Michele Lupo – La piccola Gran Bretagna di Crampton Hodnet e Britannia Mews
Alibi, 26 gennaio 2012
Ancora due romanzi dalla insolita intrapresa editoriale firmata Astoria, editrice milanese diretta da Monica Randi, dedita alla pubblicazione di una narrativa non destinata evidentemente a concorrere a un qualche pensoso canone della storia letteraria, ma a una sua onestamente ludica declinazione. Che non vuol dire necessariamente superficiale. O inerte. Ci riferiamo a un genere – dagli esiti difformi, com’è ovvio – che in un’elegante quanto confidenziale confezione, volutamente retro, enumera ormai quasi una ventina di titoli, esempi di prosa leggera ma non troppo, di autrici a volte non semplici da classificare, capaci di leggere con acume nelle pieghe degli ambienti sociali rappresentati: principalmente, il mondo inglese tra fine Ottocento e prima parte del XX secolo, fra campagna e città, convenzioni e abitudini piccolo borghesi, ritualità e fobie sociali, amori contrastati (com’è ovvio) e idiosincrasie sentimentali…

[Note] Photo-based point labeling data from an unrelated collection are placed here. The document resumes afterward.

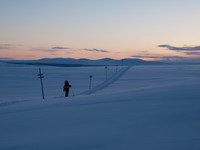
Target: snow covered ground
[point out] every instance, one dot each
(142, 108)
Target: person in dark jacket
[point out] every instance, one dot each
(66, 88)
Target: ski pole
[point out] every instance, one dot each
(72, 91)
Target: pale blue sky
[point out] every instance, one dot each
(125, 28)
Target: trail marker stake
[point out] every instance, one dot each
(116, 68)
(40, 75)
(106, 68)
(90, 84)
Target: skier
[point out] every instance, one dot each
(66, 88)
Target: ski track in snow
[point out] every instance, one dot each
(106, 83)
(101, 86)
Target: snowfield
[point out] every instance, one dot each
(137, 108)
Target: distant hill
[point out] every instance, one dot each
(70, 62)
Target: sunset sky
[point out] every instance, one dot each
(94, 29)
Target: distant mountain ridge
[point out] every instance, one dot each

Se l’accento prevalente è da commedia, la struttura di queste opere è decisamente convenzionale. Inutile cercare innovazioni stilistico-formali: anzi, l’oscillazione di toni, fra la riconoscibile orecchiabilità dei motivi e il tentativo non di rado felice, ma di una causticità mai scevra di buone maniere, di penetrare gli strati di finzione, menzogna, ipocrisia dei mondi raccontati, può essere alla base della più o meno severa marginalizzazione dalle scene letterarie più onorevoli di un’Ada Leverson, di D.E. Stevenson, della stessa Margery Sharp, nota soltanto per la sua attività giornalistica e una serie di libri per adulti e bambini, The Rescuers, da cui la Walt Disney trasse Bianca e Bernie. All’umorismo, si sa, può accadere di scivolare facilmente verso il compiacente occhietto al lettore: e disorientare anche quelli “del mestiere”, dagli editori ai critici, in senso spesso negativo. Così, alle scrittrici da un po’ di tempo a questa parte ripresentate nel catalogo Astoria, è successo di non godere della considerazione che invece pensavano di meritare. Vale per la Sharp, della quale viene presentato il corposo romanzo Britannia Mews, storia della ribellione di una ragazzina londinese di buona famiglia. La giovane si innamora dell’uomo sbagliato, prima ancora che per lei, che ovviamente non lo sa, per i suoi genitori. La vicenda prenderà una piega tale da giustificare il sospetto che, per quanto fossero insopportabili, quei genitori non avessero tutti i torti… Si tratta di una scrittrice che conosce il mestiere, sa immettere una vicenda individuale in un contesto sociale più ampio, fra la Londra “bene” e quella degli slums.
Più controversa l’esperienza di Barbara Pym, nemmeno lei gratificata da una carriera di pacifici riconoscimenti, tutt’altro, ma non priva di ricorrenti attestati di stima, non mancandole paragoni illustri con il meglio di una certa tradizione inglese che vede il suo vertice in Jane Austen. Nel romanzo uscito alla fine del 2011 assieme a quello della Sharp, Crampton Hodnet, assistiamo alla rottura di un banale tran tran oxfordiano fatto di ricevimenti e tè pomeridiani, chiacchiere da salotto e, al solito, romantiche fantasticherie amorose. Qualcuno guarda questo mondo asfittico con l’ironia sufficiente a farlo deflagrare. Succederà quando nella stucchevole cornice entreranno personaggi che porteranno il gioco della menzogna e del travestimento alle estreme conseguenze.